Adobe Dreamweaver (2005)

Dreamweaver is a website development app that originated in Macromedia in 1997, and was acquired by Adobe with its purchase of that company in 2005.

Adobe Dreamweaver is seen here running in Mac OS X 10.6 Snow Leopard in August 2009.

Flash (2005-2020)

Another of Macromedia’s products that Adobe acquired in 2005 was Flash, a rich multimedia software platform that became enormously popular in websites including YouTube and many corporate sites. Flash came with its own scripting language ActionScript, but proved a security nightmare because of its long series of exploited vulnerabilities. Although Flash Player was almost universal on Macs, Apple refused to allow Flash support on its devices, leading to a bitter standoff between Steve Jobs and Adobe. About a year later, much to the relief of security staff around the world, Adobe announced it would cease Flash development; it was deprecated in 2017, and all support stopped at the end of 2020.
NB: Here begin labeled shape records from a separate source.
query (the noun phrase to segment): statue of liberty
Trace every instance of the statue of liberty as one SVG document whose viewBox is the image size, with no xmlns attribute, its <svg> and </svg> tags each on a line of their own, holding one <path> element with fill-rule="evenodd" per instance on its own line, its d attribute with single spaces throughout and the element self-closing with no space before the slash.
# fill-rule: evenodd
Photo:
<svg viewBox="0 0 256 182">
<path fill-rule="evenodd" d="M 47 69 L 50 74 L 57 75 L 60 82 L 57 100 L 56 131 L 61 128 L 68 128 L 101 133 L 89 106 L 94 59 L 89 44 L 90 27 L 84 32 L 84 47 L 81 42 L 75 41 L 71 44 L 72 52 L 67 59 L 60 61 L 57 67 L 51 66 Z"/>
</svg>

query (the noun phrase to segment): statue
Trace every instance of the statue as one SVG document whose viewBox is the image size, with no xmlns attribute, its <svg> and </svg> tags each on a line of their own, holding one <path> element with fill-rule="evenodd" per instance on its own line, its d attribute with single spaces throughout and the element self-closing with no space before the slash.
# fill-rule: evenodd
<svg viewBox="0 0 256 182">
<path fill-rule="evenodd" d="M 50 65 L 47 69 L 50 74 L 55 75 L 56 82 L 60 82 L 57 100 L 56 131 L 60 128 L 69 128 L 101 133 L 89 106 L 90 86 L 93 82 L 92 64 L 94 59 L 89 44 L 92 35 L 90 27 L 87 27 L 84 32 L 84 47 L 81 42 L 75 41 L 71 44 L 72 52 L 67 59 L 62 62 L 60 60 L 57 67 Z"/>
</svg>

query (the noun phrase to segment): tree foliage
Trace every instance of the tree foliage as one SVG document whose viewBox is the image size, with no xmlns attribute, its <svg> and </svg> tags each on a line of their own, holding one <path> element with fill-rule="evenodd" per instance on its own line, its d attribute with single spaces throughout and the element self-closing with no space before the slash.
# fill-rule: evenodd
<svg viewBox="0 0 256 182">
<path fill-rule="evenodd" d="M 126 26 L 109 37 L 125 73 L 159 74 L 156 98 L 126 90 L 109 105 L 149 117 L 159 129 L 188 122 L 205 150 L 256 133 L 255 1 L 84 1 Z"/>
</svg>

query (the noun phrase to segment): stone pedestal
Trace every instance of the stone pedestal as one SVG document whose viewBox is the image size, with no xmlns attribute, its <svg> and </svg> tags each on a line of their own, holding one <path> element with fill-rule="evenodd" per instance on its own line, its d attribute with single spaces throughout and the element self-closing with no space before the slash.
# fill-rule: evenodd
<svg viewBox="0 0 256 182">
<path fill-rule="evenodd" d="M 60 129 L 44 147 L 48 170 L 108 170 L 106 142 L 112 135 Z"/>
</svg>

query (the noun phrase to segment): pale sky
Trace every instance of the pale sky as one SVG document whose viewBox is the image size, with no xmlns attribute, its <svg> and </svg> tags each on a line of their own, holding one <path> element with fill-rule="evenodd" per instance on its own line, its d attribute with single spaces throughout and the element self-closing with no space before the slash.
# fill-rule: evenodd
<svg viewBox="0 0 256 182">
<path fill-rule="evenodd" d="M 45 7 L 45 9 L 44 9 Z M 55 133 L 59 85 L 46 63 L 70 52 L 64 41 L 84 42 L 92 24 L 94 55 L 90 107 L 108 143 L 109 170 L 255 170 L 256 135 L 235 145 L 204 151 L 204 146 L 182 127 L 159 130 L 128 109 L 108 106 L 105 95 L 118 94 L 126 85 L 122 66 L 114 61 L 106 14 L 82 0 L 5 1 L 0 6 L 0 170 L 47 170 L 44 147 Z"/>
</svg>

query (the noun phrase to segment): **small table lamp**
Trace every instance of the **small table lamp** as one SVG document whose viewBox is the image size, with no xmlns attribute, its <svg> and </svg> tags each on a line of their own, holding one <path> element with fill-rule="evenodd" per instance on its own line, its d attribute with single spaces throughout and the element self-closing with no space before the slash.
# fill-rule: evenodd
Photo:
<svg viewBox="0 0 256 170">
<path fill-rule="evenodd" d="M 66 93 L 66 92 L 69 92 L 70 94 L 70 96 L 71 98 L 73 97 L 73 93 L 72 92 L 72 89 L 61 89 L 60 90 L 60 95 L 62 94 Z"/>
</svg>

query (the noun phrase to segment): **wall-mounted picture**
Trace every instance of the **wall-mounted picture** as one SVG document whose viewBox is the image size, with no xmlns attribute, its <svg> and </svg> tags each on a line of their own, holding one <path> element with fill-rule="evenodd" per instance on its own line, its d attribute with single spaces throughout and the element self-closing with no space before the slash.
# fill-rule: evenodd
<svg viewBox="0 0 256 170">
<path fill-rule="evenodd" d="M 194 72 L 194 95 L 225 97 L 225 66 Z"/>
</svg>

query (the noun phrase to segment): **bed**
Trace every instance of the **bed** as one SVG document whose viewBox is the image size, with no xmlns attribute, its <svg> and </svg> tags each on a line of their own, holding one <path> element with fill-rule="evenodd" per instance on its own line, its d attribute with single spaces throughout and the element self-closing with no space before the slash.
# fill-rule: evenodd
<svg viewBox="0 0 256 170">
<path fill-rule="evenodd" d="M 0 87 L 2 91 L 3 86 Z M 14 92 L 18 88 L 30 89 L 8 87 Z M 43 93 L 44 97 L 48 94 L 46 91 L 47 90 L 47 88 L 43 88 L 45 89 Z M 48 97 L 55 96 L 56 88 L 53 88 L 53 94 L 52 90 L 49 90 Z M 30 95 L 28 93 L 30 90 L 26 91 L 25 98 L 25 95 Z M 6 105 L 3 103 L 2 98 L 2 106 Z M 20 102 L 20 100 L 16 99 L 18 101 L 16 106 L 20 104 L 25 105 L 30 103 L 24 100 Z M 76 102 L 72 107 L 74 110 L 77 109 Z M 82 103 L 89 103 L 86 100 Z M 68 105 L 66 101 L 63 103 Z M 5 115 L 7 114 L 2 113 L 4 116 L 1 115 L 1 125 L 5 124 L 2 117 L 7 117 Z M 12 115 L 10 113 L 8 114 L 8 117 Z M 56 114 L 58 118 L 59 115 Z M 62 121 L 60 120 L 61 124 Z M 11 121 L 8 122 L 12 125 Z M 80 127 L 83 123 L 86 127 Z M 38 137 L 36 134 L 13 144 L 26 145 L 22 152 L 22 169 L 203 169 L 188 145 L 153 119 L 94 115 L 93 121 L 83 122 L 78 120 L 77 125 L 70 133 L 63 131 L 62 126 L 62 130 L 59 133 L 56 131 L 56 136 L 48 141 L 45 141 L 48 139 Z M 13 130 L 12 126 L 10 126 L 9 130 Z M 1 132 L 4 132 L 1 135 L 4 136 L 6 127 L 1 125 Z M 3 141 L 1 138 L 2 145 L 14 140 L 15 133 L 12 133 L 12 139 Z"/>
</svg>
‘Shockwave Flash’ and the Flash Player plagued Mac OS X Tiger in 2006.

Others

There have been and still are many other apps from Adobe. One of my favourites was LaserTalk, first released by Emerald City Software in 1988. This was a PostScript debugger acquired by Adobe and bundled in its PostScript SDK. Finally, there was Adobe Streamline, a tool for converting bitmap graphics into Adobe Illustrator vector graphics, first released in 1989, and absorbed into Illustrator in about 2001. No doubt you will also have your own favourites.

Apple sold its 19% stake in Adobe in 1989, and in 2011 Adobe introduced its Creative Cloud subscription service, that two years later replaced its popular Creative Studio DVD distributions with perpetual licences.